Section 125 Plans offer additional advantages to employers. These include:

  • FICA Contribution Savings: Because employees' contributions are not subject to social security and Medicare (FICA) taxes, an employer need not pay FICA taxes on those amounts. Thus, a business can save 7.65 cents for every dollar contributed.
  • Workers' Compensation Premium Savings: Workers compensation premiums are based on payroll. In some states, the employer's payroll is reduced by contributions (reductions in salary) made by employees and by contributions made by the employer to fund employee benefits. The result is lower workers' compensation premiums.

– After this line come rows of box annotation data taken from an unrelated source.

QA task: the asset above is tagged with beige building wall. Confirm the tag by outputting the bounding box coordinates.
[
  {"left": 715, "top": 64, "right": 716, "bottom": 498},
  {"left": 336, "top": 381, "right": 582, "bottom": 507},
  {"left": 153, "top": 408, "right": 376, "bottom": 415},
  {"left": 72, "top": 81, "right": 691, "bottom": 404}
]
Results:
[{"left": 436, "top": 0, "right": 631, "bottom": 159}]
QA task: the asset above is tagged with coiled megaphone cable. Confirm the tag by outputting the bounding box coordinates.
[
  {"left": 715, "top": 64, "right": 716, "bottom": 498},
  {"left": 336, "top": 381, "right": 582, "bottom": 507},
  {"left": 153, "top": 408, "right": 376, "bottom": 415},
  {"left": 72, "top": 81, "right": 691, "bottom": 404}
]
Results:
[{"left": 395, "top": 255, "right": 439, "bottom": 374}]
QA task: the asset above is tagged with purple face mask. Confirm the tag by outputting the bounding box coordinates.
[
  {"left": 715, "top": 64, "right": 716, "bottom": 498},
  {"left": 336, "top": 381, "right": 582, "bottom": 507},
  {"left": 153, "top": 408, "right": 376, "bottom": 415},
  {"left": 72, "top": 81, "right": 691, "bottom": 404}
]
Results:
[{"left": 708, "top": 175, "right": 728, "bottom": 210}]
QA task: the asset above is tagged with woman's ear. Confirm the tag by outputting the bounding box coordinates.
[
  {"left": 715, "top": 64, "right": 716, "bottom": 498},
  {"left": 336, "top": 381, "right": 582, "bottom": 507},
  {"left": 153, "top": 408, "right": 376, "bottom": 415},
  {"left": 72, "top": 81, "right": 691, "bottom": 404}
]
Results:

Employers incur costs to establish, administer and comply with a 125 Plan. You can administer your plan yourself or hire someone else to administer it for you. Administrative services are available from health insurance companies and independent administrators. The costs to administer a 125 Plan are quickly offset by the savings in FICA and workers' compensation premiums. Thus, an employer can save money overall by implementing a 125 Plan. Check with your business health insurer or insurance agent to see if a 125 Plan makes sense for your company.

Simple Cafeteria Plan

Under Section 125 of the U.S. tax code, companies are penalized for benefit plans that discriminate in favor of highly-paid workers or key employees. Small firms employ relatively few workers, so they are more likely to be affected by the penalty than large companies. Thus, many small companies have avoided cafeteria plans.

The IRS introduced a new plan for small employers in 2010. Called the simple cafeteria plan, this new plan has more lenient non-discrimination requirements than the traditional 125 plan. The simple cafeteria plan is available to businesses that employ 100 or fewer workers.